Amid furries, “Not many people are using the costumes for protective measures,” says Cole.
So, costumes might not be a solution. Still, the idea of wearing something more comprehensive than a mask has been floated at high levels.
“I was thinking about this — why don’t we just put everybody in a space outfit or something like that? No. Seriously,” Stephen Moore, a member of President Trump’s economic task force, said in an interview with the New York Times. “I was looking online, and there are all these kinds of suits that they’re building now that you’re not exposed.”
True enough, a bit of Googling around might lead you to such inventions as the Bubble Shield, a concept from the firm Designlibero, which envisions a world of people walking around in plastic eggs with solar-powered filtered air. Or the WalkingPod, a wearable clear plastic tent that was intended as weather protection for outdoor workers and sports spectators.
“People have bought them and gone shopping in them,” said Rick Pescovitz, CEO of Under the Weather, the company that sells the wearable tents. The sight of Chick-fil-A employees wearing Pescovitz’s pods, presumably for virus protection, reduced one TikTok user to gales of laughter in the drive-through. (“We do not have much to share about these,” said a Chick-fil-A publicist.) Pescovitz wore one of his pods on a flight from Cincinnati to Naples, Fla., in February. “My wife was about to kill me,” he says, but “the flight attendants said it was the coolest thing.”
Because the devices open and close with a zipper, “We have to be careful that we don’t say this will prevent you from getting the covid virus,” says Pescovitz.
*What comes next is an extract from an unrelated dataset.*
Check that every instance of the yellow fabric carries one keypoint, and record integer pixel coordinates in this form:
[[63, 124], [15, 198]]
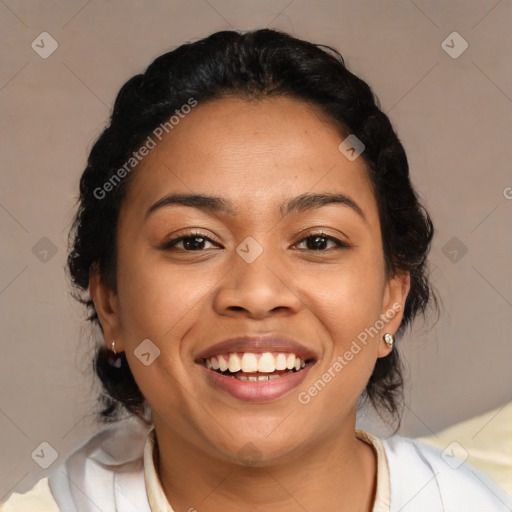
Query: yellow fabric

But he added that medical professionals are buying his newest creation, called the IntubationPod.
As for the costumes, they’re at least good for a laugh — and that’s its own kind of protection, as Americans near the end of a second month of limbo.
At Stater Brothers outside of Los Angeles, Brodie, the beaked plague doctor who just wanted to buy groceries, was not only permitted to buy his yogurt; he became a minor celebrity. Employees and shoppers came up to him and asked to take photographs. Committed fully to his character, he remained silent and mysterious.
Then Brodie made a decision that punctured his aura and, when he came face-to-face with the checkout clerk, left him exposed.
“I bought a couple of cases of Coronas,” he says. “She says, can you remove your mask and show me your ID?”